L"AGCM, a tale riguardo, rileva come le delibere comunali in oggetto non possano costituire legittime deroghe al principio della libera concorrenza e della prestazione di servizi, in quanto non motivano in maniera sufficiente  sulle ragioni per cui  le attività in oggetto sarebbero suscettibili di incidere in misura così gravemente negativa sulla viabilità e vivibilità da determinare un" esigenza imperativa di interesse generale, così come non rispondono al criterio di proporzionalità perché non vengono menzionate i motivi per cui misure e correttivi meno stringenti del divieto assoluto di esercizio delle attività economica non sarebbero stati ritenuti sufficienti a rispondere alle asserite esigenze di viabilità e vivibilità.

L"AGCM inoltre rileva che le delibere amministrative degli enti locali lombardi appaiono illegittime  in quanto in contrasto anche con i recenti interventi statali in materia di liberalizzazioni (legge n. 148/2011, legge n. 214/2011, ed in particolare D.L. n. 1/2012 art. 1 c. 3 e 4 convertito con  legge n. 27/2012), cui gli enti locali dovranno adeguarsi entro il 31 dicembre 2012.

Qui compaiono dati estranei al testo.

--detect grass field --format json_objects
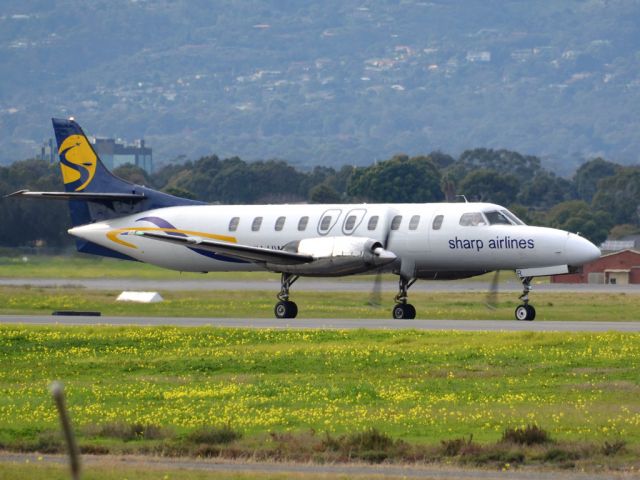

Quanto ai centri di telefonia fissa, in base al Codice delle comunicazioni elettroniche (d.lgs. n. 259/2003 art. 3), le sole limitazioni  ammesse alla fornitura di reti e servizi di comunicazione elettronica sono quelle derivanti da esigenze della difesa e sicurezza dello Stato, della protezione civile, della salute pubblica e della tutela dell"ambiente e delle riservatezza e protezione dei dati personali, poste da specifiche disposizioni di legge o da disposizioni regolamentari di attuazione. Ne consegue – sottolinea l"AGCM – che con tali delibere amministrative, gli enti locali lombardi hanno  debordato dagli ambiti di stretta loro competenza.

Infine, con riferimento alle attività di money transfer, l"AGCM ricorda che la legislazione nazionale di settore non contempla eccezioni alla libertà di esercizio di tale tipo di attività, salvo il rispetto delle specifiche disposizioni in materia di antiriciclaggio. Ne consegue, che, anche   in quanto caso le delibere degli enti locali bombardi costituiscono una  illegittima intrusione negli ambiti di stretta competenza ed attribuzione normativa nazionale, oltrechè comportano un"illegittima discriminazione tra gli operatori del settore, introducendo infatti vincoli e limitazioni lasciate ad un eccessivo e poco trasparente spazio di discrezionalità da parte degli amministratori locali.

L"AGCM ha emanato i suddetti pareri ai sensi degli artt. 21 e 21 bis della legge n. 287/1990 ("Norme per la tutela della concorrenza e del mercato"). Qualora entro i successivi sessanta giorni gli enti locali lombardi non si conformeranno ai pareri resi dell"Authority, questa potrà presentare, tramite l"Avvocatura dello Stato, ricorso al TAR entro i successivi trenta giorni ed il ricorso sarà giudicato secondo il rito abbreviato di cui all"art. 119 del d.lgs.  n. 104/2010.